I had to read that sentence once again today.
And every time I read that sentence, I shake my head because they've got it backwards, and if they got it right, there would be no story to follow.
Here's the proper lead sentence:
"I can't remember the last time I wrote a letter!"
I can't imagine why an empty mailbox surprises them. I remember vividly when I was a little kid, I would love to go to the box by the road and bring in the mail. After all, there might be a new Sears catalog in there!
I asked my Mom one day, "How come I never get any mail?"
Mom's answer was simple and to the point: "Because you never write."
So I did. I started scratching out notes in my horrible handwriting that Mom still shakes her head at. Now, I would go to the mailbox twice a day.
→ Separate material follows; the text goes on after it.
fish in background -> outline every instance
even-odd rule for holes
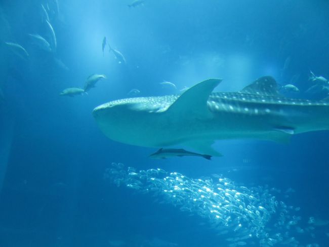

The first to put the letter in the box and raise the flag, and later I would go to get today's mail.
And lo and behold, the letters started to arrive!
Even as a little kid, I learned pretty quickly about cause and effect and what I would come to know as "The Ethic of Reciprocity." If I write letters, I will receive letters.
Here's another version of The Ethic of Reciprocity: "Treat others as you would like to be treated."
Has a familiar "golden" ring to it, yes?
So, if you find yourself beginning to say "I can't remember the last time I...." think about it a second. Then sit down with some paper, a pen and a stamp and see what happens.